# Which Formal Languages Can Large Language Models Learn In Context?
_Learning formal languages via in-context learning (ICL)._

## Overview
This project asks whether large language models (LLMs) can learn formal languages through ICL. We evaluate synthetic string-classification tasks across:
- Regular (R)
- Deterministic context-free (DCF)
- Context-free (CF)
- Context-sensitive (CS)

Models (e.g., GPT-4o, DeepSeek V3) infer the target language from examples only—no parameter updates. The codebase supports reproducible runs, multiple encoding strategies, and automatic accuracy evaluation.

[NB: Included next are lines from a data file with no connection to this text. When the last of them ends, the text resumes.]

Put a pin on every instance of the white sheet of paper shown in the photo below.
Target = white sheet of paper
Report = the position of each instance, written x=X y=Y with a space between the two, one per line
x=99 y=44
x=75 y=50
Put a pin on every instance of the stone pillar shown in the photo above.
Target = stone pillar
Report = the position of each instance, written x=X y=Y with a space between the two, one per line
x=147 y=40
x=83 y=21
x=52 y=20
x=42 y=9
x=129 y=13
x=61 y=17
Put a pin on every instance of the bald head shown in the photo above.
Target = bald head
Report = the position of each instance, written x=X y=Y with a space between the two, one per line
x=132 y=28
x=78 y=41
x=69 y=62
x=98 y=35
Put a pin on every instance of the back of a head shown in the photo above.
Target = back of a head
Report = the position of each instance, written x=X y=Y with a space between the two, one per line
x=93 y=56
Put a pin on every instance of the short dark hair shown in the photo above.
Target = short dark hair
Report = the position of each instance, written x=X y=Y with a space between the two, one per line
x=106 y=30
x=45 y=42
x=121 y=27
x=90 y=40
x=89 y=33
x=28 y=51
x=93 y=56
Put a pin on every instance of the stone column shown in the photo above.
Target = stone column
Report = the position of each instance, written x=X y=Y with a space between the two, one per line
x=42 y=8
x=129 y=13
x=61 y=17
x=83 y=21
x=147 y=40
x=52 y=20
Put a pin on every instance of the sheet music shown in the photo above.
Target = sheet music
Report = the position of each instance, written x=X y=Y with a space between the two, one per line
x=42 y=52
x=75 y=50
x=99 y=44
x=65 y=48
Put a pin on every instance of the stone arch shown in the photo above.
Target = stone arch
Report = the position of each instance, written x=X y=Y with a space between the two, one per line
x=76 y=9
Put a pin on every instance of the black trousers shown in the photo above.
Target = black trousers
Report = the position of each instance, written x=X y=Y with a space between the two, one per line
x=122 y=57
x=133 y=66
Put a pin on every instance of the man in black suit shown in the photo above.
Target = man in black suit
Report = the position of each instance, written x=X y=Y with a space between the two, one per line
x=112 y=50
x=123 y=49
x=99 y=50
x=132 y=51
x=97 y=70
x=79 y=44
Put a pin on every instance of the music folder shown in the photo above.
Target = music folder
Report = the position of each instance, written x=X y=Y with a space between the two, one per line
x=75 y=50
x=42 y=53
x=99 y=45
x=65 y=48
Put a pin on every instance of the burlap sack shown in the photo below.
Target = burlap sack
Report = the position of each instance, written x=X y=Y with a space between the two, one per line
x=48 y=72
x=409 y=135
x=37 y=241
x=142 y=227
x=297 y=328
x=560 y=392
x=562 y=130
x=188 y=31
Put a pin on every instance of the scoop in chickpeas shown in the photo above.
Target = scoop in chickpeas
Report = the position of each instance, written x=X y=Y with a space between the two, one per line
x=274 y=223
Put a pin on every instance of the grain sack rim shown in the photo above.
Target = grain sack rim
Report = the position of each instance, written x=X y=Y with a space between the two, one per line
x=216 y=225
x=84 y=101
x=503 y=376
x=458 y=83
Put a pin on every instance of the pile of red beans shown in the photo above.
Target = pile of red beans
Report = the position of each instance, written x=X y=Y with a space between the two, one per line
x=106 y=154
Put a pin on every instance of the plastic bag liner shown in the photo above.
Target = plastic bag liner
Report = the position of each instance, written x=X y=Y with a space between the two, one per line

**Note:** Inference primarily uses external APIs (GPT-4o, DeepSeek V3), so no GPU is required for those runs—CPU-only machines are sufficient.  
**Cluster option:** We also support **vLLM** on a compute cluster for local inference with open models, including **Qwen2.5 32B**, **Qwen2.5 7B**, **Llama-3.1 8B**, and **Llama-3.1-70B-Instruct**.

## Project Structure
- `experiments/` — Main experiment scripts and result aggregation
- `scripts/` — Helpers for API calls
- `src/` — Prompt construction, encoding strategies, tokenizers, utilities
- `prompts/` — Prompt templates
- `data/` — Subsampled benchmark

## Running Experiments
Environment management uses [Poetry](https://python-poetry.org/).

### 1) Install dependencies
```bash
poetry install
```

### 2) Run experiments
Run the workflow scripts under `experiments/openai` and `experiments/deepseek`. For example:
```bash
poetry run bash experiments/deepseek/run_workflow.sh --model deepseek-chat
```

### 3) Aggregate results
Produce a CSV of results:
```bash
poetry run bash experiments/aggregate_results.sh
```

## Cluster Experiments
For **vLLM**-based cluster runs (e.g., **Qwen2.5 32B**, **Qwen2.5 7B**, **Llama-3.1 8B**, **Llama-3.1-70B-Instruct**), see the `cluster/` directory for launch scripts and configuration.